И начало до нас доходить… Тогда, в разгроме, столько утешительных слухов носилось: про какие-то победы наши, про то, что Германию вдребезги бомбят. Уж и не верил никто этим слухам. Но вот они — мы, с пушками своими от фронта летим, и хоть вокруг всё рушится, у нас, у единственных, не слух, а приказ! Пускай он там сверхсекретный, нам его не видать, но нас его сила будто над землей несет, а уж понять мы и сами всё можем.

Ну что бы мы, действительно, в обороне сделали? Против танков? Ну, раза по два бы выстрелили, а на третий — и зарядить бы не успели. Мы ж только ДЛЯ НАСТУПЛЕНИЯ были нужны — особая мощность, укрепленья разбивать. Немцы еще и не гадали про те укрепленья… Ведь это сколько разума и воли нужно было, чтобы сквозь тот ужас наступление готовить! Не то что в планах, на бумажке, а как есть — ГОТОВИТЬ. Нас с нашими пушками железной рукой спасать. Это же чего стоило — нам самим всё понять, снова людьми и силой себя почувствовать!

Со встречных эшелонов видят нас на платформах, кричат, голоса стараются веселыми сделать: «Оттуда? Ну как там?» Кричишь что-то в ответ, тоже норовишь повеселее. А у самого горько так в груди: несет ребят в огонь, а ты им не можешь главного крикнуть, что знаешь. Того, на чем сам держишься, того, с чем погибать им было бы легче. Права не имеешь, да и не сумеют они понять… — Отец тяжело дышал, усталый.

— Папа!

— У вас всё по-другому. Не знаю как.

— Папа!

Григорьев наклонился к отцу, стал целовать в щеки — холодные, невыбритые, колющие. Вдребезги рассыпалась игра, и не осталось ничего, кроме прорвавшейся горячей боли, кроме вечного человеческого крика: «Не уходи, отец! Не уходи!»
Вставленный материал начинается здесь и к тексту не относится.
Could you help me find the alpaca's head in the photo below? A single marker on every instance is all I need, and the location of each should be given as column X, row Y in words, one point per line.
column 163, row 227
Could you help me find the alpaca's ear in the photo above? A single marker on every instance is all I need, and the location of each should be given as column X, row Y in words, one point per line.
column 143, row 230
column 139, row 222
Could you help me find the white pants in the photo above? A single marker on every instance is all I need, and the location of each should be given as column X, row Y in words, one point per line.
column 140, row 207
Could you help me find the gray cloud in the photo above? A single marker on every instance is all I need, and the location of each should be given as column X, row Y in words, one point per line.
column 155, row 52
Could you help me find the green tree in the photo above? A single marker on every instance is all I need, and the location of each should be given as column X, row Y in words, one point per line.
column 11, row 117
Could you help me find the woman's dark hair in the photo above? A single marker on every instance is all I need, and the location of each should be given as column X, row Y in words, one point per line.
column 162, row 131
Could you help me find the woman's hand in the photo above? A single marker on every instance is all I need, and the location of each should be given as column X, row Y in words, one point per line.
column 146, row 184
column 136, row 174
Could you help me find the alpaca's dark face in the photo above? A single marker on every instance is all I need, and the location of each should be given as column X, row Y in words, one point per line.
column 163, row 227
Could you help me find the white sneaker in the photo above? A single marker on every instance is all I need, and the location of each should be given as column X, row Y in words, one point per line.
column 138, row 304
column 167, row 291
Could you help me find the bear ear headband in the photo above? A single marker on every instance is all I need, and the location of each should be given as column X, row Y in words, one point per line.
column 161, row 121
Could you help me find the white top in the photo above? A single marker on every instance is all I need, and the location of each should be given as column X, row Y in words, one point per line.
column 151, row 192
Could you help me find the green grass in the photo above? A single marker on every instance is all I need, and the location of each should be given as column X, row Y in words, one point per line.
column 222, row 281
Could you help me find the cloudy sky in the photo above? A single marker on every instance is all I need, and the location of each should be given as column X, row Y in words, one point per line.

— В Уфе не будешь? — спросил отец.

— Нет.

— Коля там умер. Всё приглашал меня приехать, в садоводстве у него погостить, как на пенсию выйду. Так я и не собрался. А на днях письмо от его жены получил… В прошлом году Семен, в этом — Коля. Оба от сердца. Нас теперь из всего расчета, из двадцати человек, трое осталось: я, да Володя в Свердловске, да второй Коля, тот что в Ростове.

— Папа!

Рука отца, когда-то такая сильная, теплая, а теперь — просто тяжелая, с трудом несущая собственную тяжесть, легла ему на голову:

— Что сделаешь, сынок. Бьют по нашему квадрату.

Григорьев смотрел на отца. Тот чуть улыбнулся ободряюще. Ни слова не было сказано о главном, но всё подразумевалось, молчаливо, надежно. И то, что сын, где бы и сколько ни был, всегда будет ежедневно звонить. И то, что, если ударит беда, он откуда угодно, хоть из Владивостока, в тот же день, самолетом, быстрей самолета, домчится домой.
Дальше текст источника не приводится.